I didn’t ice fish or golf or hunt. And so, I wasn’t going to get the casual good old boy network tip. That was clear. I was stuck at pageant central. I was about ready to fling my coffee mug across the office. I was mad, but I had to get Loof on the record with the latest development.
“Fine, so, even though it’s all out there, can you confirm that Florine was robbed?”
“Yes, she had several thousand dollars in her safe. All gone. Her daughter claims it was there, and we had independent confirmation of its existence from others who frequented the dance studio.”
“They poison her and take the cash. Was the motive financial?”
“I can’t say until we arrest a suspect. But we’re not ruling that out.”
“And the arsenic in her coffee? That’s what killed her?”
“Well, that’s the odd thing. We have her as arsenic poisoning, but it wasn’t in the coffee. We haven’t found the source yet.”
“Thanks for nothing, by the way.” I continued to pout about being scooped. I absolutely hated it, and I was not taking it well.
“Marzie, my advice. Get to the pageant.”
“What? The pageant? I’m trying to keep the public informed about a murder in Widow’s Bay, and you’re telling me to get to the pageant? Loof, I thought we had more respect for each other. I mean, we’ve been through a lot the last few months, and you’re relegating my work to pageant judge and giving exclusives to that upstart Man Cave poser.”
“I can hear you’re riled up. Just go do your pageant judge thing.” He was as exasperated with me as I was cheesed off at him. We ended the call.
My phone buzzed almost immediately.
“Nowak, do I need to come out to Widow’s Bay to show you how to do your job?”
“I’m on it, Justin, and no.”
Ugh, this morning was not going well. If I did have my wand, I would have wanted to aim it at Yooperman and his scoop. Best I didn’t, I supposed.
I typed up the information that Loof had given me. It was a more straight forward account of the latest on the investigation than Yooperman’s. I didn’t crow about exclusives or refer to myself as “this reporter.” It was dry, factual, and second.
None of that made me feel any better about what had happened.
I had dropped the ball on this story, and I had no one to blame but myself.
Chapter 13
I made my way into the judges’ room for the day’s events. Again, I looked out the wind
ow at the sky. The clouds were heavy, and even though it was before noon, there wasn’t a bit of sun shining in Widow’s Bay. The water in the bay was churning. Both the sky and the water were a dark gray. This matched my mood.
It was the last day of preliminary judging. To be honest, and for sure, I wouldn’t admit this to Pauline, but I had no idea what to expect. I was preoccupied with work. I also had a cloud of dread about the antics of the Moose Lodge members.
I was physically in one place, but mentally and emotionally, I was a dervish, touching on a worry and spinning off unpredictably to the next one. It was not the best way to be good at anything.
I would try to be present in the moment for the judging and then tackle each of the other issues one at a time. Was it a pageant judge foul to be pre-occupied by crimes, vampires, and wand explosions while watching displays of incredible teenage talent?
Because, thanks to the conversations in the room, the music warmups, and the general chaos, it was clear today we were going to see some talent.

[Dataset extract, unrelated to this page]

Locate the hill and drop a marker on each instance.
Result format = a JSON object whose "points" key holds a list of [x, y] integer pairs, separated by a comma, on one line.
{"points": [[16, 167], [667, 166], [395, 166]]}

I was grateful for that. Singing! Dancing! Juggling! Entertainment! That had to be the best alternative to worrying about all the things that currently were making me lose my appetite.
I arrived at my appointed spot to pretend I was Simon Cowell, except nicer, though with similar tastes in wardrobe. I never met a black t-shirt these days that I didn’t want to marry.
I ignored Ridge, who seemed rather satisfied with himself. Though maybe that was because I was so unsatisfied at the present moment.
Sofia Fisher was the first contestant up for showing off her talent. I honestly wish she hadn’t been. But we were told it was a random drawing. It would, however, be hard to forget her performance.
Sofia could dance. Really dance. It reminded me of something out of a Sia video. She was nimble, graceful, and her dance made me forget all about my morning of failure and losing my temper. Sofia had that “it” quality.